The PS2 mode would be the logical mode to tap into for signal / code modification, we need to see what the Spectrum keyboard actually sends out across the USB cable. To do this easily I pulled out an Arduino USB host shield to read the key codes are being sent. The results where interesting. Firstly, the standard PS2 layer (Mode B), was sending exactly what would be expected. With all letters and combinations of 'shift' and 'Alt' key presses being sent in a seemingly standard manner. I found one glaring issue that puts a stop to tapping into the PS2 mode however; the keyboard does not send any codes for the combination of "CAPS SHIFT + 9". What this means to those who have not already guessed, is that you can't set the keyboard to graphics mode.
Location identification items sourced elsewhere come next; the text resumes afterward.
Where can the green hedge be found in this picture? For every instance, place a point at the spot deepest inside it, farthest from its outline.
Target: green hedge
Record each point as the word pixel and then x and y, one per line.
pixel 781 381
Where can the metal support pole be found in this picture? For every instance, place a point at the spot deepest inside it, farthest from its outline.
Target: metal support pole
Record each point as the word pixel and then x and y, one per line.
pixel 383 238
So this leaves us with Mode 'A', the emulator layer. This is where things get interesting. A PS2 style keyboard will normally send codes stating when a key is pressed, and a similar code indicating that a particular key has been released. The codes the Recreated Spectrum is sending in emulator mode do not follow that pattern. Instead, when you press 'q', for example the keyboard sends the code for 'u' being pressed, however on release the keyboard send the code for 'v' being released. There is not a single key that sends just the expected letter. I've mapped the keys in the table below.
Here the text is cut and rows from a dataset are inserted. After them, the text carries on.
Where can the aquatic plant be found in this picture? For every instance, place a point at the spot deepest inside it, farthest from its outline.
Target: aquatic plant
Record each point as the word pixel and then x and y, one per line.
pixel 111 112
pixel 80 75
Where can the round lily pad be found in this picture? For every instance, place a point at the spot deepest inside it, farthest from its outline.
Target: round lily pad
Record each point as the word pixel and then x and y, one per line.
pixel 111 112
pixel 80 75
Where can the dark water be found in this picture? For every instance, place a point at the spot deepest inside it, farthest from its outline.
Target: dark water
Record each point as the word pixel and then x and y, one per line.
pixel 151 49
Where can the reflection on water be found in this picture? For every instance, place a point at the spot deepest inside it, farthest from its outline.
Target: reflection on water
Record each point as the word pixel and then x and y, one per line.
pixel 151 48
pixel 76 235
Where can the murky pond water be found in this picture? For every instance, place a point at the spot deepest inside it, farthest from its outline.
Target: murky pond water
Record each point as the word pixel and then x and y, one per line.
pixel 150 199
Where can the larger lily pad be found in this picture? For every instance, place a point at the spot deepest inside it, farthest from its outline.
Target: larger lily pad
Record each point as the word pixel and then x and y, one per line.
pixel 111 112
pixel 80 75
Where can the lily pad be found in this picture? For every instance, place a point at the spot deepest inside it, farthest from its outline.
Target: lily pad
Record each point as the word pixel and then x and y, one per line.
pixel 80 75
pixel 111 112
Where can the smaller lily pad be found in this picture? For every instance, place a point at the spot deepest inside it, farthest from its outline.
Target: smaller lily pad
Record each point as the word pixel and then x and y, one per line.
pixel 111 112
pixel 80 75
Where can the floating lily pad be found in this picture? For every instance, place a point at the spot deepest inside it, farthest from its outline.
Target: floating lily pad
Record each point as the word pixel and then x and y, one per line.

The Recreated ZX Spectrums Mode 'A' Key Mapping
|KEY||CAPS SHIFT||Z||X||C||V||B||N||M||SYM SHIFT||SPACE|
As can be seen from the table, the key code order is layed out in a very neat and predictable manner. Also crucially, all key presses are detected in emulator mode, there are no dead keys combination problems such as in the "CAPS SHIFT + 9" issue discovered in PS2 mode. This all makes adding a man in the middle hardware solution relatively easy to implement.
The next step is to write some Arduino code to see just what we can achieve.